Apple’s official Mainland China AI has finally gathered enough chips to join the table.
On July 15, the Cyberspace Administration of China announced the latest batch of on-device generative AI service filings. Apple Technology Development (Shanghai) Co., Ltd.’s “Apple Intelligence” large model passed the review on July 8. That same day, Alibaba confirmed that Tongyi Qianwen (Qwen) will be integrated into Apple Intelligence, covering iOS, iPadOS, macOS, and visionOS. Chinese users will not need to install any third-party apps — Qianwen’s text understanding, image understanding, and content generation capabilities can be directly invoked at the system level.
Baidu also made the list, but its share of work is clearly much smaller — it’s only responsible for the AI search function within Apple Intelligence. The core generative capabilities and the language model powering Siri’s upgrade all went to Alibaba.

A tug-of-war that lasted more than two years
What’s truly worth noting is that Apple spent more than two years choosing a domestic large-model partner.
Here’s the rough timeline:
- 2023: Apple began internal testing of several leading domestic large models.
- 2024: Initially locked in Baidu as the main partner, but internal evaluations fell short.
- Early 2025: Cooperation shifted; Apple reevaluated Tencent, ByteDance, Alibaba, and DeepSeek.
- February 2025: Foreign media revealed Apple abandoned DeepSeek and turned to Alibaba.
- March 2025: Apple held a “Harness the Power of Apple Intelligence” developer event in Shanghai.
- July 8, 2026: Apple Intelligence completed CAC filing.
- July 15, 2026: Alibaba and Baidu confirmed cooperation details.

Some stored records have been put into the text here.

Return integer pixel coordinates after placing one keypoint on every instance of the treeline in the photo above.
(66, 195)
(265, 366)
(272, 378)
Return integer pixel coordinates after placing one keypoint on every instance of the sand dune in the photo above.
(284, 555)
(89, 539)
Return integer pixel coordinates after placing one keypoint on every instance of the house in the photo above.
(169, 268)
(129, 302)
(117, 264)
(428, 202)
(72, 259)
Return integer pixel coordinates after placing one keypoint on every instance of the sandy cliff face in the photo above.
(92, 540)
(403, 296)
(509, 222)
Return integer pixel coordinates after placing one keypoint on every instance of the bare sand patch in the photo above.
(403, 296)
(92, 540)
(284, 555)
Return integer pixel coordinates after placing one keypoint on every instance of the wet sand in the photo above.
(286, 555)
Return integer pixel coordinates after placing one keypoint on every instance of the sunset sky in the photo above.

DeepSeek was the one publicly dropped. The reason was unglamorous but realistic — Apple felt the DeepSeek team was understaffed and lacked experience serving clients of Apple’s scale. It wasn’t a technical issue but an organizational one. In hindsight, DeepSeek had spent the past year and a half busy developing the R series and preparing for an IPO (according to Bloomberg, DeepSeek is now preparing to apply for an A-share listing this year), so they likely didn’t have the bandwidth to take on a client as demanding as Apple.
Where did Baidu lose? The official explanation was “progress did not meet US company standards.” Translated bluntly: Apple’s internal testing showed that Baidu’s Ernie model couldn’t outperform Qianwen. Public leaderboards hint at this — in early 2025, Qwen2.5-Max briefly ranked seventh globally on Chatbot Arena and topped the charts in math and programming. By 2026, the Qwen series had essentially become the flagship of open-source Chinese models.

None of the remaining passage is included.